1256: A Machine Learning Pipeline for Prediction of Bone Marrow Oedema Along the Sacroiliac Joints on Magnetic Resonance Imaging

Joris Roels¹, Ann-Sophie Kathleen De Craemer², Thomas Renson³, Manouk de Hooge⁴, Arne Gevaert¹, Lennart Jans³, Nele Herregods³, Thomas Van Den Berghe³, Philippe Carron³, Filip Van den bosch⁵, Yvan Saeys¹ and Dirk Elewaut⁶, ¹Center for Inflammation Research, UGent-VIB, Ghent, Belgium, ²Ghent University Hospital, Gent, Belgium, ³Ghent University Hospital, Ghent, Belgium, ⁴Ghent University Hospital, Luxembourg, Luxembourg, ⁵Department of Internal Medicine and Paediatrics, Ghent University and VIB Centre for Inflammation Research, Ghent, Belgium, ⁶Department of Rheumatology, Ghent University Hospital, Belgium, VIB-UGent Center for Inflammation Research, Ghent University, Heusden, Belgium

Background/Purpose: Detection and semi-quantitative assessment of bone marrow oedema (BMO) on magnetic resonance imaging (MRI) of the sacroiliac (SI) joints is essential for the diagnosis and follow-up of spondyloarthritis (SpA) patients. A machine learning (ML) algorithm could address intra- and inter-reader variability and the time-consuming nature of these assessments.

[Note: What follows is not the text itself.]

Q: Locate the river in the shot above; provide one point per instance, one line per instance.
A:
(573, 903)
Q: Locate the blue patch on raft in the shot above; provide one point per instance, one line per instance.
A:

Methods: We developed a deep learning workflow that automatically locates the SI joints, segments regions of interest (ilium and sacrum), performs quadrant extraction and predicts presence of BMO, suggestive of inflammatory lesions, on a quadrant-level in semi-coronal slices of T1/T2 weighted MRI scans (Figure 1). Using a ResNet18 backbone, the inflammation classifier was trained and tested (5-fold cross-validation) on scans of SpA patients (n=279), postpartum women (n=71), and healthy individuals (n=114); while 243 SpA MRIs served as external validation. Patient-level predictions were derived from aggregating quadrant-level predictions, i.e. at least one positive quadrant.

Results: The proposed method automatically detects the SI joints and segments the ilium and sacrum. An area under the receiver operating characteristics curve (ROC AUC) score of 94.7%, balanced accuracy (B-ACC) of 82.2% and an F1 score of 62.1% is reported for the proposed inflammation prediction algorithm in cross validation. In the external validation dataset, ROC AUC was 88.2%, B-ACC 72.1% and F1 score 50.8%. On a patient-level, the model achieved an accuracy of 81.6% and 81.4% in the cross validation and external validation dataset, respectively.

Conclusion: We propose a fully automated ML pipeline for detection of BMO on MRI of the SI joints that has the potential to assist clinicians in early diagnosis and reliable quantification of inflammatory lesions in patients with (suspected) SpA.
Figure 1: Proposed pipeline for automated scoring of the MRI data. The T1-weightes sequence is used for locating the SI joints and segmentation of the ilium/sacrum. Based on this, the SI regions of interest (ROI) are extracted, and (optionally) masked with the ilium/sacrum segments. These ROIs are then fed to a convolutional neural network to predict presence of (deep) inflammatory lesions.
Disclosures: J. Roels, None; A. De Craemer, None; T. Renson, None; M. de Hooge, None; A. Gevaert, None; L. Jans, None; N. Herregods, None; T. Van Den Berghe, None; P. Carron, Biogen, AbbVie/Abbott, Eli Lilly, Fresenius Kabi, Galapagos, Merck/MSD, Pfizer, Sanofi, UCB; F. Van den bosch, AbbVie, Lilly, Galapagos, Janssen, Merck, Novartis, Pfizer, UCB, Amgen, Bristol-Myers Squibb(BMS), Celgene; Y. Saeys, None; D. Elewaut, AbbVie, Eli Lilly, Galapagos, Novartis, UCB Pharma.